The CFS Civil Society Mechanism (CSM) is also entirely funded through voluntary contributions.  For more information, including their resource partners, contact the CSM Secretariat cso4cfs@gmail.org

Resource partners for CFS workstreams and activities, in addition to the Rome-based Agencies include:

Biennium 2014 – 2015

  • European Union
  • Germany
  • Sweden
  • Switzerland
  • The Bill and Melinda Gates Foundation

Biennium 2016 – 2017

  • European Union
  • France
  • Switzerland
  • The Bill and Melinda Gates Foundation

CFS Processes 2016-2017

The Multi-Year Programme of Work (MYPoW) adopted at the 42nd Plenary Session of the CFS outlines the CFS processes for the current biennium 2016-2017.

CFS Workstreams 2015-2017:

  1. CFS Role and Contribution to Nutrition 2016-2017
  2. CFS Engagement with Sustainable Development Goals 2016-2017
  3. Follow-up to the High Level Forum on Connecting Smallholders
  4. CFS Forum on Women’s empowerment in the context of food security and nutrition 2017
  5. CFS Forum on Urbanization, Rural transformation and implications for food security and nutrition 2016-2017
  6. Global Strategic Framework for Food Security and Nutrition (GSF) 2016-2017
  7. Multi-Year Programme of Work (MYPoW) 2016-2017
  8. Monitoring 2016-2017

HLPE reports for 2016-2017 will be:

Sustainable agricultural development for food security and nutrition, including the role of livestock 2016

  1. CFS 41, in October 2014, requested the HLPE, to undertake a study on “Sustainable Agricultural Development for Food Security and Nutrition, including the Role of Livestock” to be presented to the Plenary in 2016. The report will consider the issues of sustainable agricultural development, with the aim of assessing the economic, environmental, and social sustainability for food security and nutrition, in all of its dimensions (availability, access, utilization and stability).
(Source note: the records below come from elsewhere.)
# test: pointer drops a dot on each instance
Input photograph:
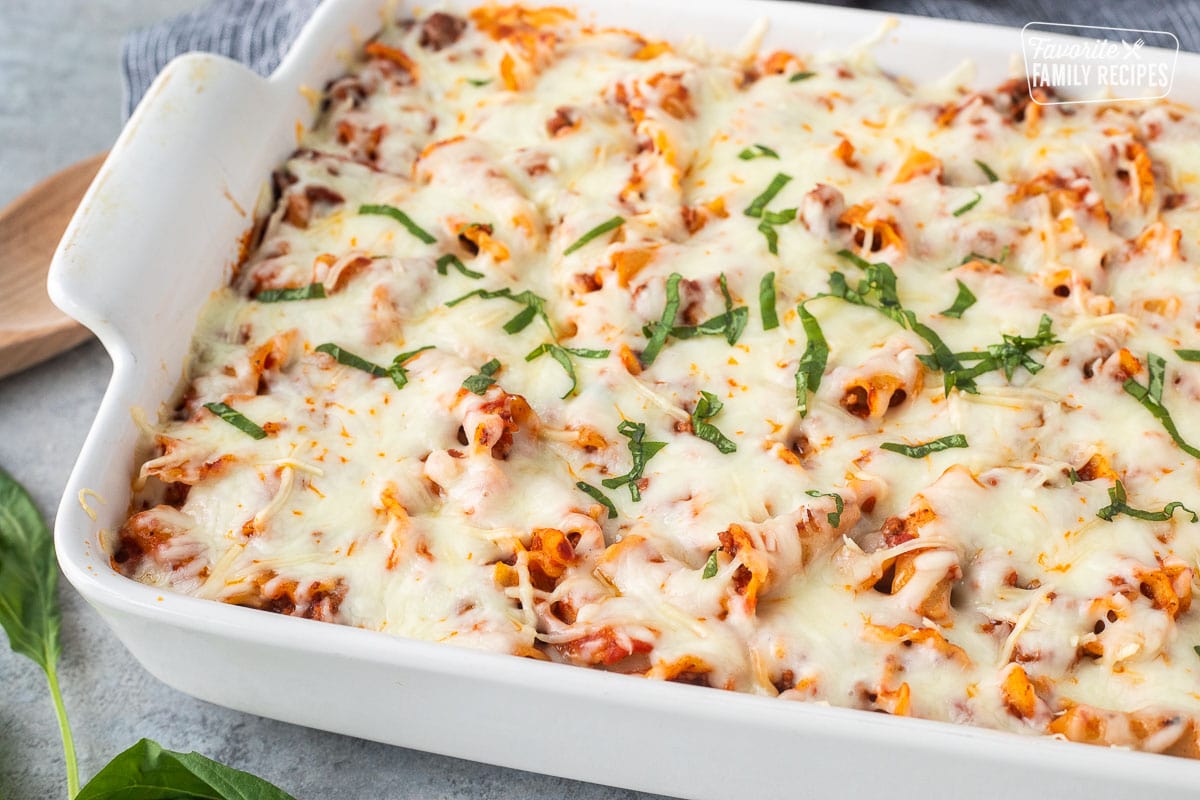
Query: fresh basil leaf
(351, 360)
(813, 362)
(402, 218)
(922, 450)
(966, 206)
(707, 407)
(311, 292)
(484, 378)
(964, 300)
(640, 451)
(670, 310)
(777, 184)
(599, 230)
(988, 172)
(1151, 398)
(1117, 505)
(147, 771)
(767, 302)
(29, 606)
(834, 517)
(450, 259)
(534, 307)
(396, 371)
(757, 151)
(563, 356)
(237, 419)
(598, 495)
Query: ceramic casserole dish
(159, 232)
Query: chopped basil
(979, 257)
(964, 300)
(777, 184)
(396, 371)
(450, 259)
(1151, 398)
(599, 230)
(767, 302)
(922, 450)
(484, 378)
(237, 419)
(534, 307)
(988, 172)
(834, 517)
(670, 308)
(351, 360)
(640, 451)
(767, 227)
(311, 292)
(813, 362)
(879, 290)
(966, 206)
(598, 495)
(1117, 505)
(757, 151)
(707, 407)
(1012, 353)
(402, 218)
(563, 356)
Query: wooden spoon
(31, 329)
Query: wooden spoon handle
(31, 329)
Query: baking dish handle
(201, 130)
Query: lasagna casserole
(747, 370)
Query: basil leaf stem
(813, 362)
(757, 151)
(534, 307)
(964, 300)
(640, 451)
(483, 379)
(396, 371)
(1151, 398)
(29, 606)
(707, 407)
(1117, 505)
(351, 360)
(237, 419)
(756, 206)
(402, 218)
(311, 292)
(599, 230)
(834, 517)
(922, 450)
(767, 302)
(599, 497)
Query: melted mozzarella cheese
(441, 501)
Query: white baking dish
(156, 234)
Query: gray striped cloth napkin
(258, 32)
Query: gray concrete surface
(60, 102)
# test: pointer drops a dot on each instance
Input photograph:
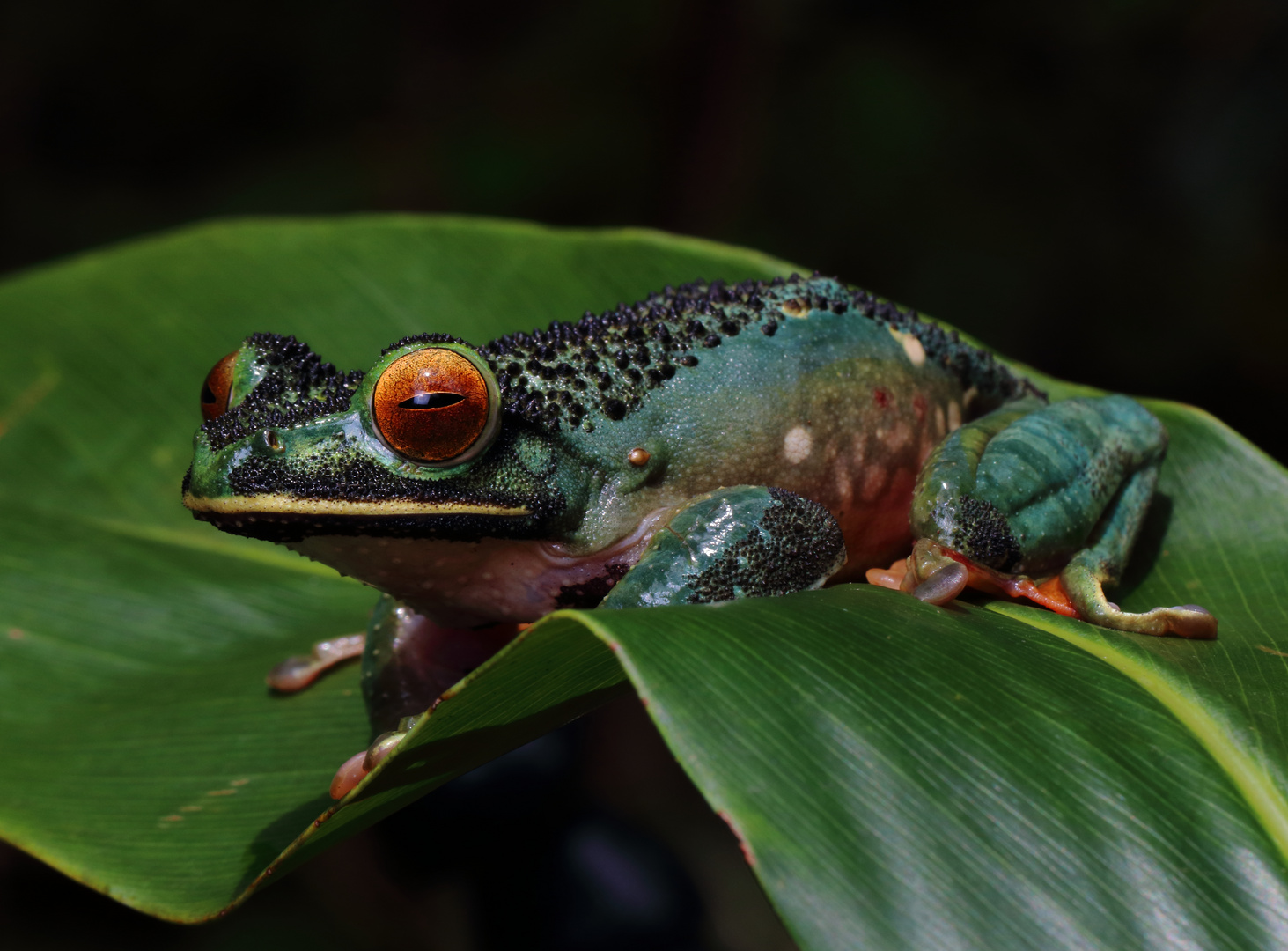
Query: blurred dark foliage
(1096, 188)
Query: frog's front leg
(408, 664)
(743, 542)
(297, 673)
(1035, 490)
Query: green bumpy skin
(836, 417)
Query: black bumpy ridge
(297, 389)
(609, 361)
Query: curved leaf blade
(909, 778)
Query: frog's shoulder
(604, 365)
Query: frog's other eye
(436, 406)
(217, 388)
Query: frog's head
(417, 446)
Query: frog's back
(800, 383)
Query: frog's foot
(939, 586)
(297, 673)
(935, 573)
(356, 768)
(1085, 588)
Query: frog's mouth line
(294, 505)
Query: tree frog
(706, 444)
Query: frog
(706, 444)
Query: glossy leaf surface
(903, 776)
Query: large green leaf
(902, 776)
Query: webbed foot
(1086, 592)
(297, 673)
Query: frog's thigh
(745, 542)
(1032, 489)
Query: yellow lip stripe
(291, 505)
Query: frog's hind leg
(1103, 561)
(1050, 491)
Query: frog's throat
(294, 505)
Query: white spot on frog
(798, 445)
(911, 345)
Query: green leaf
(902, 776)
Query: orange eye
(217, 388)
(431, 405)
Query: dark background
(1096, 188)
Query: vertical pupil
(431, 401)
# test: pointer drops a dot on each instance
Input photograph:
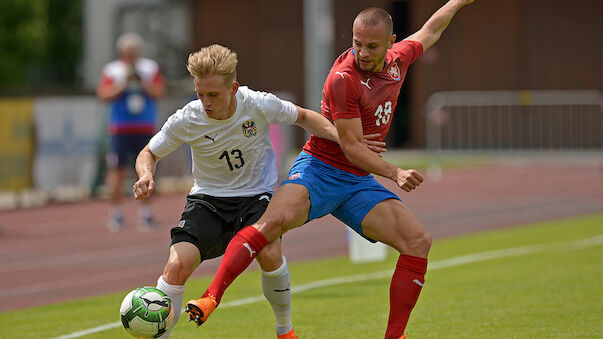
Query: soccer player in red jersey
(359, 97)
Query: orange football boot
(289, 335)
(199, 309)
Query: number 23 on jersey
(383, 113)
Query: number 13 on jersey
(383, 113)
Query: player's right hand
(143, 187)
(408, 180)
(372, 142)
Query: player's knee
(420, 244)
(270, 256)
(275, 225)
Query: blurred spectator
(131, 85)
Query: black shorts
(211, 222)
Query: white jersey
(232, 157)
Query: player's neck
(229, 112)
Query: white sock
(175, 293)
(277, 290)
(144, 211)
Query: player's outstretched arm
(146, 162)
(350, 136)
(437, 23)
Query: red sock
(404, 290)
(240, 252)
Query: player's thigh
(393, 223)
(184, 259)
(288, 208)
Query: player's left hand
(408, 179)
(374, 145)
(143, 187)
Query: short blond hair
(129, 39)
(213, 60)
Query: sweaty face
(370, 44)
(217, 97)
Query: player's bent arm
(437, 23)
(146, 162)
(316, 124)
(350, 138)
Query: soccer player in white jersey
(234, 171)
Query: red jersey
(371, 96)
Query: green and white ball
(146, 312)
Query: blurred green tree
(40, 44)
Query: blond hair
(213, 60)
(373, 16)
(129, 39)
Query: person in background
(131, 85)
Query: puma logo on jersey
(365, 83)
(251, 252)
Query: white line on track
(456, 261)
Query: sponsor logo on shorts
(249, 129)
(418, 282)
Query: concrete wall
(494, 44)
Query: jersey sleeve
(408, 51)
(172, 134)
(277, 111)
(343, 96)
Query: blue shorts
(125, 149)
(346, 196)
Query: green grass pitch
(551, 291)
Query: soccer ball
(146, 312)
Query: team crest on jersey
(394, 72)
(249, 129)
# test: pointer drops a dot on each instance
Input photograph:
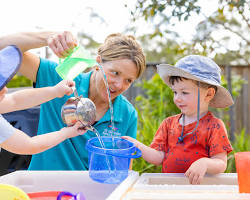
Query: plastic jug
(77, 62)
(110, 165)
(242, 161)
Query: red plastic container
(242, 161)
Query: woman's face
(120, 75)
(2, 93)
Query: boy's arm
(28, 98)
(214, 165)
(149, 154)
(20, 143)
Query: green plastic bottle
(77, 62)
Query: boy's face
(186, 97)
(2, 93)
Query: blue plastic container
(110, 164)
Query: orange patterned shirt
(209, 139)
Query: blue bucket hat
(201, 69)
(10, 62)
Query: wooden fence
(239, 113)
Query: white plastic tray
(160, 186)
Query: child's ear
(210, 94)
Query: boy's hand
(62, 43)
(196, 171)
(64, 87)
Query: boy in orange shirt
(193, 142)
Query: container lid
(10, 192)
(48, 195)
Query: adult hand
(62, 44)
(64, 87)
(75, 130)
(196, 171)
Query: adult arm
(28, 98)
(20, 143)
(60, 43)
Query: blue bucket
(110, 165)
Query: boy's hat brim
(222, 98)
(10, 62)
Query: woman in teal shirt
(123, 62)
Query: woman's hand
(62, 44)
(64, 87)
(196, 171)
(75, 130)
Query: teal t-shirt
(71, 153)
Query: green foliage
(19, 81)
(241, 143)
(179, 9)
(153, 108)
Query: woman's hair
(117, 46)
(173, 79)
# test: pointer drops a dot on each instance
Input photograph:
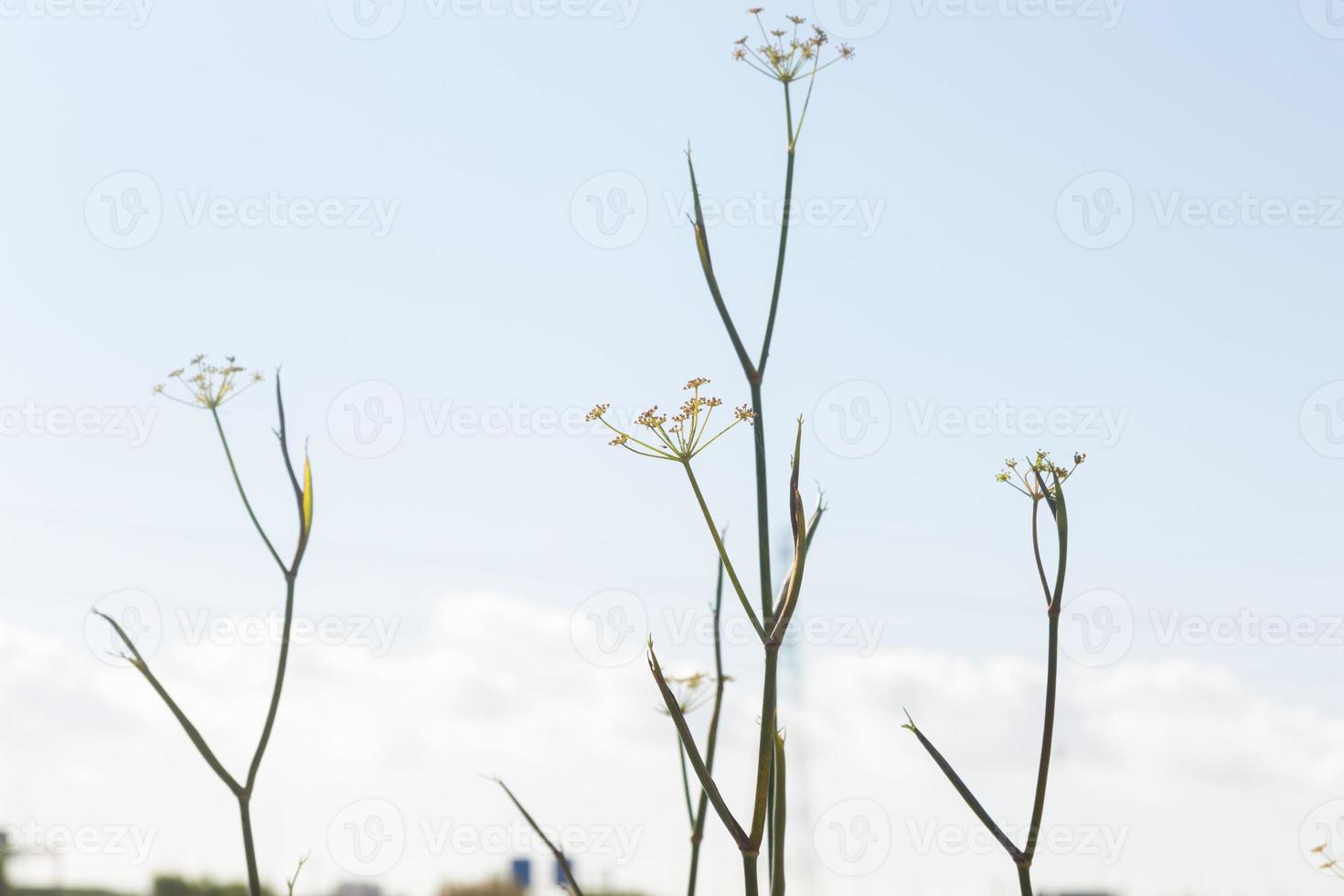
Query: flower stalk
(208, 387)
(1040, 480)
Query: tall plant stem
(723, 551)
(245, 813)
(711, 744)
(280, 683)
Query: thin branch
(139, 663)
(965, 792)
(1051, 677)
(723, 552)
(694, 753)
(780, 816)
(242, 492)
(702, 245)
(555, 850)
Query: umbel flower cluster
(1037, 475)
(679, 437)
(208, 384)
(785, 54)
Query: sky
(1095, 226)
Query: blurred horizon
(1083, 226)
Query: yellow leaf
(308, 495)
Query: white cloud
(1169, 776)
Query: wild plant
(206, 386)
(1040, 480)
(788, 57)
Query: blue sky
(461, 289)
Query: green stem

The HLPE report will focus particularly on the livestock component in agricultural systems, given its role as an engine for the development of the agriculture and food sector, and as a driver of major economic, social and environmental changes in food systems worldwide. It will review trends, drivers and projections for future food demand, including animal-sourced food. It will assess sustainability challenges, threats and opportunities to agricultural development for food security and nutrition. The report will explore pathways towards sustainable crop and livestock-based systems and options for enabling and managing the transition to sustainable systems, with a view to recommending appropriate actions by policy makers and stakeholders.

Sustainable forestry for food security and nutrition – 2017

  1. CFS 41, in October 2014, requested the HLPE, to undertake a study on “Sustainable Forestry for Food Security and Nutrition” to be presented to the Plenary in 2017. This HLPE report will aim at an evidence-based, comprehensive analysis of the relations between forestry and food security and nutrition. It will describe the various contributions of forests and forestry, including plantations and agroforestry, to improved food security and better nutrition, given the specificities of the timescales of forestry-related activities. The analysis will review challenges and opportunities relevant to forests’ and forestry’s contribution to food security and nutrition of people living in the forests, at the forests’ margins, and outside forests, from local to global levels. To do so, the report will address relevant issues of land-use and relations between forests and agriculture. It will consider threats to and opportunities for the social, economic and environmental functions of forests and forestry, including biodiversity, the role of forests in the climate system and the impacts of climate change. The report will look at instruments, institutions, and governance, with a view to recommending appropriate actions by policy makers and stakeholders.

Nutrition and food systems – 2017

  1. In consideration of the recognized compelling need to foster a solid technical background in support of the CFS workstream on nutrition, the HLPE will prepare a report on nutrition and food systems.